Por outro lado, para além de tudo o que se pode conhecer da realidade, para além de toda experiência alcançável, cada homem e cada cultura pressente um fator “x”, que, desde acima ou desde o fundo do fluxo dos acontecimentos, faz com que as coisas sejam o que são e não de outro modo. “Por que existe o ser e não antes o nada?”: assim formulava Schelling a interrogação suprema. Podemos tentar respondê-la pela concepção de um absoluto metafísico, de uma divindade ordenadora ou de uma fantástica auto-regulação de coincidências.  
Podemos até expulsá-la da discussão pública, deixando-a à mercê do arbítrio privado, com a abjeta covardia intelectual do agnosticismo moderno. Mas mesmo então sabemos que não escapamos dela. Entre a imanência e a transcendência, várias articulações são possíveis, mas nenhuma satisfatória. Podemos conceber o transcendente à imagem do nosso ser íntimo, como divindade bondosa que nos compreende e nos ama — mas isso fará ressaltar ainda mais o que a vida tem de estranheza fria e hostilidade demoníaca. Podemos imaginá-lo com os traços impessoais e mecânicos de uma fórmula matemática — mas isso não nos impedirá de amaldiçoar ou bendizer o destino, subentendendo nele uma intencionalidade humana quando nos oprime ou nos reconforta. 
Cada um dos pólos é uma interrogação, um misto de ignorância e conhecimento, um foco de tensões espirituais. Cada um articula-se com seu oposto, num mútuo esclarecimento — ou multiplicação — de tensões. E no ponto de interseção dos três eixos, como no das três direções do espaço, fixado na estrutura da realidade como Cristo na cruz, está o ser humano. 
Crenças, cosmovisões, doutrinas, diferem sobretudo pela hierarquia que estabelecem entre os seis fatores por meio de assimilações e reduções. Muitas culturas arcaicas privilegiavam o fator “origem”, explicando sociedade e natureza por um mito cosmogônico, ignorando a transcendência e a imanência. A escolástica medieval remeteu-se à transcendência, sonhando poder deduzir dela uma ordem intelectual completa e definitiva.  
A modernidade absorveu tudo na oposição natureza-sociedade, esperando não menos utopicamente reduzir os mistérios da transcendência e da imanência, da origem e do fim, a questões de partículas subatômicas, código genético e análise lingüística. Preparou assim o advento das ideologias totalitárias que fizeram da sociedade a razão última da origem e do fim, colocando entre parênteses a natureza, sufocando a imanência e vedando o acesso à transcendência.  

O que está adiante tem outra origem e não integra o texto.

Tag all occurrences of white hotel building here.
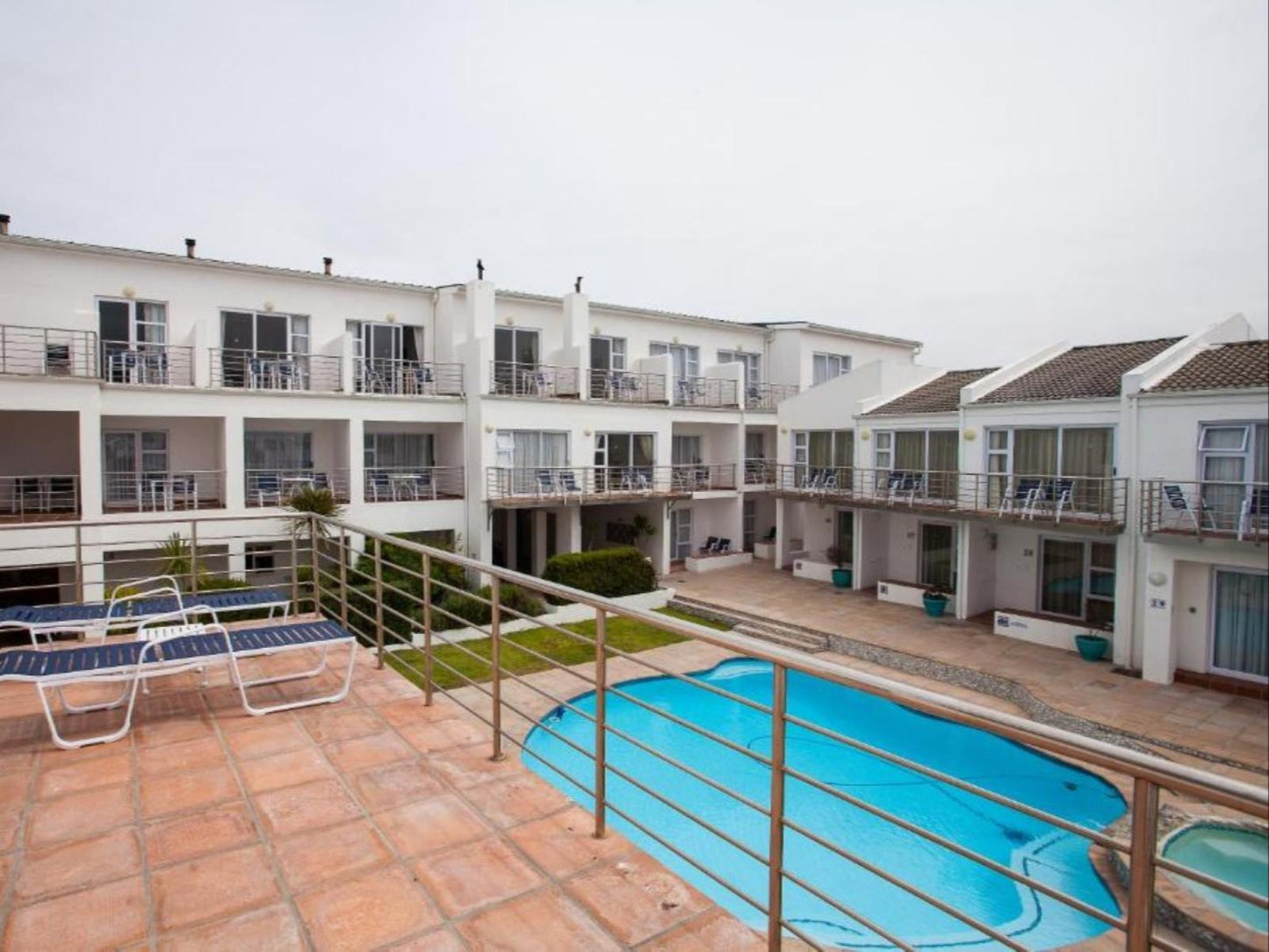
[0,219,1269,690]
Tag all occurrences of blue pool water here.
[1164,824,1269,932]
[524,660,1124,949]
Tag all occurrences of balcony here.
[485,464,715,507]
[243,468,349,507]
[776,464,1128,532]
[1141,480,1269,545]
[674,377,739,408]
[0,475,80,522]
[365,465,463,502]
[102,470,225,513]
[353,357,463,396]
[211,348,342,393]
[587,370,667,404]
[745,383,798,413]
[745,459,778,488]
[490,360,581,400]
[0,325,194,387]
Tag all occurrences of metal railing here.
[485,464,705,504]
[0,475,80,522]
[0,516,1269,952]
[365,465,465,502]
[1140,479,1269,545]
[211,348,342,393]
[776,464,1128,532]
[674,377,739,407]
[745,383,798,413]
[670,464,736,493]
[102,470,225,513]
[353,357,463,396]
[0,324,100,377]
[242,467,350,507]
[490,360,581,399]
[745,458,778,488]
[587,368,667,404]
[299,518,1269,952]
[100,340,194,387]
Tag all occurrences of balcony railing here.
[745,383,798,413]
[0,324,100,377]
[299,518,1269,952]
[1141,480,1269,544]
[776,464,1128,530]
[485,465,715,502]
[365,465,463,502]
[0,475,80,522]
[671,464,736,493]
[102,470,225,513]
[490,360,581,399]
[745,458,776,488]
[212,348,342,393]
[353,357,463,396]
[100,340,194,387]
[243,467,349,507]
[587,368,667,404]
[674,377,739,407]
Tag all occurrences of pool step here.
[732,622,829,653]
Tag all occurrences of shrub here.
[542,545,656,598]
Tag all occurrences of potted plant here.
[824,545,853,589]
[1075,631,1110,661]
[921,589,948,618]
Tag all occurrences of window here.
[647,342,701,381]
[918,522,955,592]
[1039,538,1115,627]
[1198,422,1269,530]
[246,542,274,573]
[718,350,762,388]
[364,433,433,470]
[811,353,850,385]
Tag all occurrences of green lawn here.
[386,608,727,688]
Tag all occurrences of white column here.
[79,401,102,519]
[345,416,365,505]
[220,416,246,509]
[1142,545,1177,684]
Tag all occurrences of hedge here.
[542,545,656,598]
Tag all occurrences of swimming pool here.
[524,659,1124,949]
[1164,823,1269,932]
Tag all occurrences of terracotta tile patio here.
[0,637,762,951]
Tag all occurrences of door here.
[670,508,692,561]
[919,522,955,592]
[1212,569,1269,682]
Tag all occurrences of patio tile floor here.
[0,637,758,951]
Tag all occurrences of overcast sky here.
[0,0,1269,367]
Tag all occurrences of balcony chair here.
[999,476,1044,519]
[1238,487,1269,542]
[253,472,282,505]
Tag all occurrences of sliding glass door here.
[1212,569,1269,681]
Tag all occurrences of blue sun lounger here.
[0,575,291,646]
[0,604,357,750]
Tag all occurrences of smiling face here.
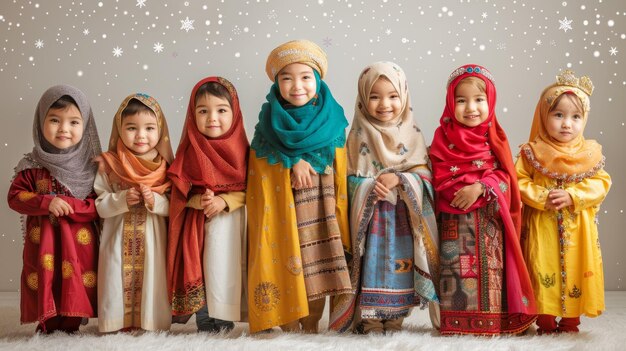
[546,93,585,143]
[277,63,317,107]
[195,94,233,138]
[42,104,84,150]
[454,78,489,127]
[367,77,402,122]
[120,111,159,156]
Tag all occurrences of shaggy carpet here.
[0,291,626,351]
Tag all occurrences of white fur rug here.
[0,291,626,351]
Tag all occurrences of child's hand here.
[126,188,141,207]
[48,197,74,217]
[374,173,400,200]
[291,159,317,189]
[450,183,483,211]
[545,189,574,211]
[200,189,215,208]
[139,184,154,209]
[204,196,226,220]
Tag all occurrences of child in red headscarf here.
[167,77,249,332]
[430,65,535,335]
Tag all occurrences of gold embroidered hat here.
[265,39,328,82]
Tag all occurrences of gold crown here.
[556,69,593,96]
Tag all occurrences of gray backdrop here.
[0,0,626,291]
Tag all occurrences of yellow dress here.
[515,155,611,318]
[246,148,350,333]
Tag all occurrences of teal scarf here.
[250,70,348,173]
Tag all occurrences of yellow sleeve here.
[515,155,550,211]
[334,148,352,253]
[565,169,611,212]
[217,191,246,212]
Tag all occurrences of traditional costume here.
[430,65,536,335]
[94,94,173,332]
[246,40,352,333]
[8,85,101,333]
[331,62,439,332]
[516,70,611,332]
[167,77,249,330]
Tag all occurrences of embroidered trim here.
[522,144,606,183]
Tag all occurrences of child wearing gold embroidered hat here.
[246,40,351,333]
[516,70,611,334]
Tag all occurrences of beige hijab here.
[347,62,428,177]
[522,70,604,181]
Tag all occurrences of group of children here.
[8,40,611,335]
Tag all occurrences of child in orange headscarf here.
[430,65,535,335]
[167,77,248,332]
[516,70,611,334]
[94,94,173,332]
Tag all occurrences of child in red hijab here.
[430,65,535,335]
[167,77,249,332]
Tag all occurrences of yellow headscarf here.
[522,70,604,182]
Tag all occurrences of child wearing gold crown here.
[516,70,611,334]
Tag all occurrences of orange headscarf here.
[167,77,249,316]
[522,70,604,182]
[102,93,174,194]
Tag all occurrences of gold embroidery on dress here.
[17,191,37,202]
[254,282,280,312]
[41,254,54,272]
[569,284,583,299]
[122,205,147,327]
[61,260,74,279]
[537,273,556,288]
[76,227,91,245]
[28,226,41,244]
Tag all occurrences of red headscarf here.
[430,64,536,314]
[167,77,249,315]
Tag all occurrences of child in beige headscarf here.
[331,62,439,334]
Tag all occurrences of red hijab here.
[430,65,522,237]
[430,65,536,315]
[167,77,249,315]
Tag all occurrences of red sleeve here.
[7,169,54,216]
[59,192,98,222]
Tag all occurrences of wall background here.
[0,0,626,291]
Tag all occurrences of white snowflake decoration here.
[152,42,163,53]
[180,16,195,33]
[113,46,124,57]
[559,17,573,33]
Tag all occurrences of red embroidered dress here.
[8,168,98,324]
[430,65,536,335]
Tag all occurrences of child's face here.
[277,63,317,106]
[43,105,83,150]
[367,77,402,122]
[546,96,584,143]
[454,82,489,127]
[120,111,159,156]
[195,94,233,138]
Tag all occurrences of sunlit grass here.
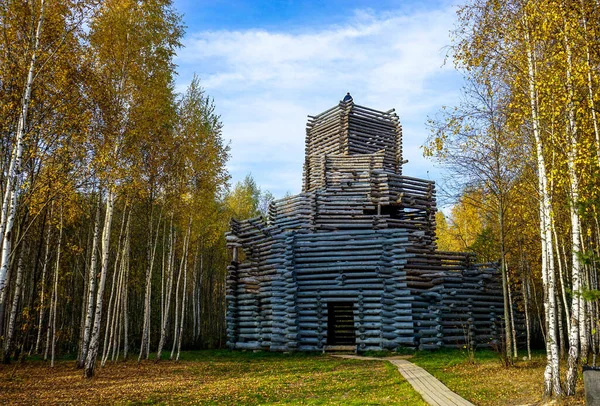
[411,350,585,406]
[0,351,432,405]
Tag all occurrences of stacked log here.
[227,96,524,351]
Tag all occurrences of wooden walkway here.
[334,355,474,406]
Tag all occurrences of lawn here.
[0,351,425,405]
[410,350,585,406]
[0,350,585,406]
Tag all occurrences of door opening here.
[327,302,356,345]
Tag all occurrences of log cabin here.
[226,94,503,351]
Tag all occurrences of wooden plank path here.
[334,355,474,406]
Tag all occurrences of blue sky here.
[175,0,461,201]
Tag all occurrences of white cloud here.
[177,6,460,196]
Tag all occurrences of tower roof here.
[303,97,402,191]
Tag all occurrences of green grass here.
[0,350,425,405]
[410,350,584,406]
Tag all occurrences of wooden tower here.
[227,95,510,351]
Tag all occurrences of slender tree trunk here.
[156,220,176,361]
[522,277,531,361]
[0,0,46,300]
[48,203,63,368]
[524,16,563,396]
[564,16,587,396]
[169,246,185,360]
[138,206,162,362]
[84,188,115,378]
[506,272,518,358]
[552,226,571,331]
[498,199,516,364]
[175,217,192,361]
[77,197,102,368]
[34,214,52,354]
[100,205,127,366]
[3,243,25,364]
[123,211,131,360]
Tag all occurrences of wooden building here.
[227,95,503,351]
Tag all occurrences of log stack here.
[227,95,520,351]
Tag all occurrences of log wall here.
[227,96,519,351]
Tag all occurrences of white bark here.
[0,0,46,298]
[169,238,185,360]
[48,206,63,367]
[77,197,102,368]
[100,205,127,366]
[563,15,585,396]
[4,247,25,364]
[138,211,162,362]
[175,218,192,361]
[524,22,562,396]
[34,217,52,354]
[84,188,115,378]
[156,222,176,361]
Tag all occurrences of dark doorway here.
[327,302,356,345]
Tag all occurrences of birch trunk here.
[563,15,585,396]
[48,209,63,367]
[84,188,115,378]
[506,272,518,358]
[523,22,563,396]
[169,238,185,360]
[522,278,531,361]
[123,211,131,360]
[156,222,176,361]
[175,222,192,361]
[77,197,102,368]
[2,243,25,364]
[138,211,162,362]
[0,0,46,302]
[100,205,127,366]
[34,216,52,354]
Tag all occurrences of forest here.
[423,0,600,397]
[0,0,600,397]
[0,0,270,376]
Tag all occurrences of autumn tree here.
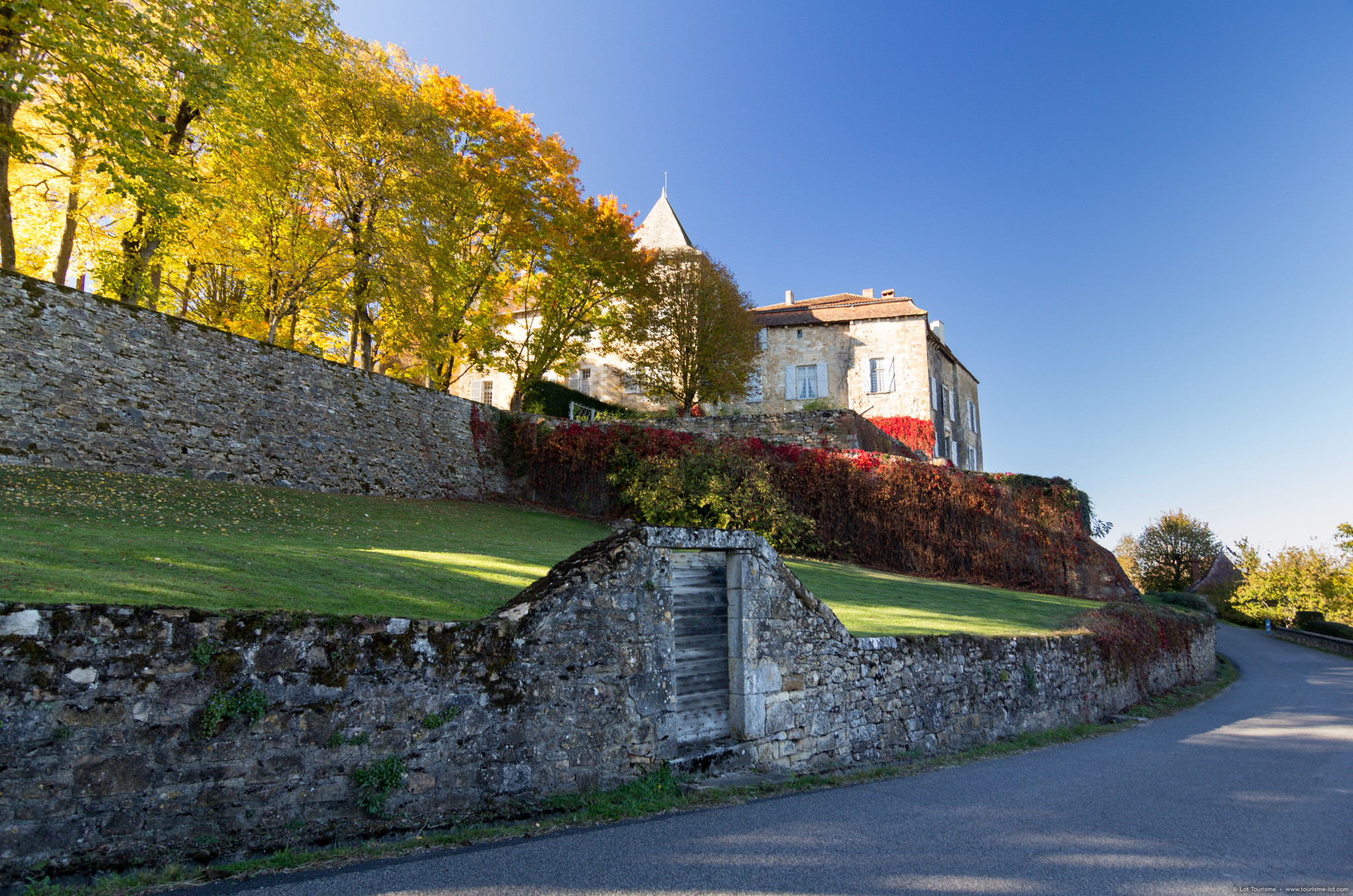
[1231,539,1353,625]
[1119,510,1222,590]
[484,196,656,411]
[384,69,585,391]
[618,250,758,415]
[108,0,333,306]
[1114,535,1142,589]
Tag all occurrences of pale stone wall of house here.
[847,318,930,421]
[728,323,854,413]
[919,335,986,470]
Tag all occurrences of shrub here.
[498,421,1128,595]
[1296,619,1353,640]
[351,755,406,817]
[1148,590,1212,613]
[608,439,812,550]
[200,685,268,738]
[521,380,628,417]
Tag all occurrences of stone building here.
[729,289,982,470]
[453,190,982,470]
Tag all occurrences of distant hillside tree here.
[618,250,759,415]
[1233,527,1353,625]
[483,195,655,411]
[1118,510,1222,590]
[1114,535,1142,588]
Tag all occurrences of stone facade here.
[0,527,1215,879]
[453,192,985,470]
[0,273,507,497]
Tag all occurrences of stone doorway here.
[671,550,732,743]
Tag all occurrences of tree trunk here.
[347,304,357,368]
[0,99,19,270]
[118,208,160,306]
[52,141,85,287]
[268,277,281,346]
[178,261,198,318]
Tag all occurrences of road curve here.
[205,626,1353,896]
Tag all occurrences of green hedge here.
[1146,590,1214,613]
[521,380,629,417]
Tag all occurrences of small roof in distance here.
[635,186,696,249]
[752,292,926,327]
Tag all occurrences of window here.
[568,368,593,395]
[747,367,764,401]
[794,364,817,399]
[869,358,896,392]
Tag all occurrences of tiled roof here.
[635,186,694,250]
[754,292,926,327]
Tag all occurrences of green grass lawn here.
[0,466,1096,637]
[785,558,1101,638]
[0,466,609,620]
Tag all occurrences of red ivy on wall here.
[499,417,1126,595]
[866,416,935,457]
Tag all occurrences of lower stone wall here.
[0,527,1215,881]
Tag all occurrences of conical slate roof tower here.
[635,186,696,252]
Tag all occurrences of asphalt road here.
[224,627,1353,896]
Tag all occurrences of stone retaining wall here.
[1273,629,1353,657]
[0,273,507,497]
[0,527,1215,879]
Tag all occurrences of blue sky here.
[338,0,1353,547]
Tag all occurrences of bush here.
[1296,619,1353,640]
[606,439,813,550]
[497,417,1128,595]
[1148,590,1215,613]
[521,380,629,417]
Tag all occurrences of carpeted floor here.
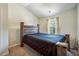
[7,45,79,56]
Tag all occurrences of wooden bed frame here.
[20,22,70,55]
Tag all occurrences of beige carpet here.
[8,45,79,56]
[8,45,40,56]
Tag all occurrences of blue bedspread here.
[28,33,64,43]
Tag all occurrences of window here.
[48,19,56,34]
[48,17,60,34]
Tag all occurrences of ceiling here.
[21,3,76,17]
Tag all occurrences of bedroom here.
[0,3,79,55]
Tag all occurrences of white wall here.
[77,4,79,46]
[0,4,8,55]
[39,7,77,47]
[8,4,38,46]
[58,8,77,47]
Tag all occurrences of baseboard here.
[0,50,9,56]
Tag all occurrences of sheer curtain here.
[48,17,60,34]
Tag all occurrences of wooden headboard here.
[20,22,70,51]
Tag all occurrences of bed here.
[20,22,70,56]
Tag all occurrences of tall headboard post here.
[20,22,24,47]
[65,34,70,51]
[37,24,40,33]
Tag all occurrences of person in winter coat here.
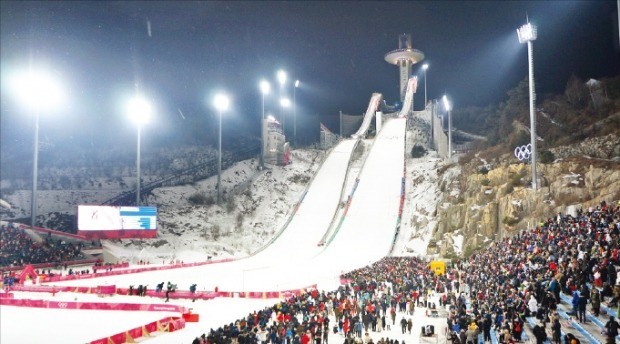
[570,290,579,318]
[590,288,601,316]
[577,283,590,323]
[527,295,538,314]
[605,315,620,344]
[532,324,547,344]
[551,317,562,344]
[400,317,407,334]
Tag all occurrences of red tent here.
[19,264,37,284]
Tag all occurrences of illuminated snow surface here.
[0,119,445,344]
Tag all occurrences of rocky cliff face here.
[434,135,620,258]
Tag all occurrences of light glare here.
[442,94,450,111]
[258,80,271,94]
[213,94,230,111]
[517,23,538,43]
[127,96,153,124]
[278,69,286,85]
[12,70,65,111]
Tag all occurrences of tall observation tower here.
[385,33,424,102]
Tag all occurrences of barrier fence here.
[0,284,316,300]
[0,297,185,313]
[89,317,185,344]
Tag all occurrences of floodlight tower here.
[385,33,424,107]
[517,21,538,190]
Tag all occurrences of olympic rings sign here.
[515,143,532,161]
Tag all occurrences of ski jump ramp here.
[49,87,406,292]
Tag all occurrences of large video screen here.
[77,205,157,239]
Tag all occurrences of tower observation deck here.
[385,33,424,102]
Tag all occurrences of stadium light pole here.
[517,21,538,190]
[213,94,230,204]
[443,94,452,159]
[11,67,64,228]
[422,63,428,109]
[277,69,286,136]
[258,80,271,170]
[293,80,299,148]
[280,98,291,147]
[127,96,152,207]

Cada um desses arranjos, mesmo o mais limitador, é legítimo e funcional a título provisório, como experimento de sondagem numa certa direção que os interesses de um momento enfatizaram. Torna-se alienante e opressivo quando se cristaliza numa proibição de olhar para além da articulação admitida. Só a abertura da alma para a simultaneidade dos seis pólos, com suas luzes e trevas, dá acesso à experiência realista da condição humana e, portanto, à possibilidade da sabedoria. Todas as explicações que, para enfatizar uma articulação em particular, negam ou suprimem a estrutura do conjunto, são falsas ou estéreis. 
Filosofias como o marxismo, o positivismo, o pragmatismo, a escola analítica, o nietzscheanismo, o freudismo, o desconstrucionismo, — todas aquelas, enfim, que ocupam o espaço inteiro do ensino acadêmico neste país — são doenças espirituais, obsessões que nos encerram hipnoticamente no fascínio de uma resposta ao mesmo tempo que apagam o quadro de referências que dá sentido à pergunta.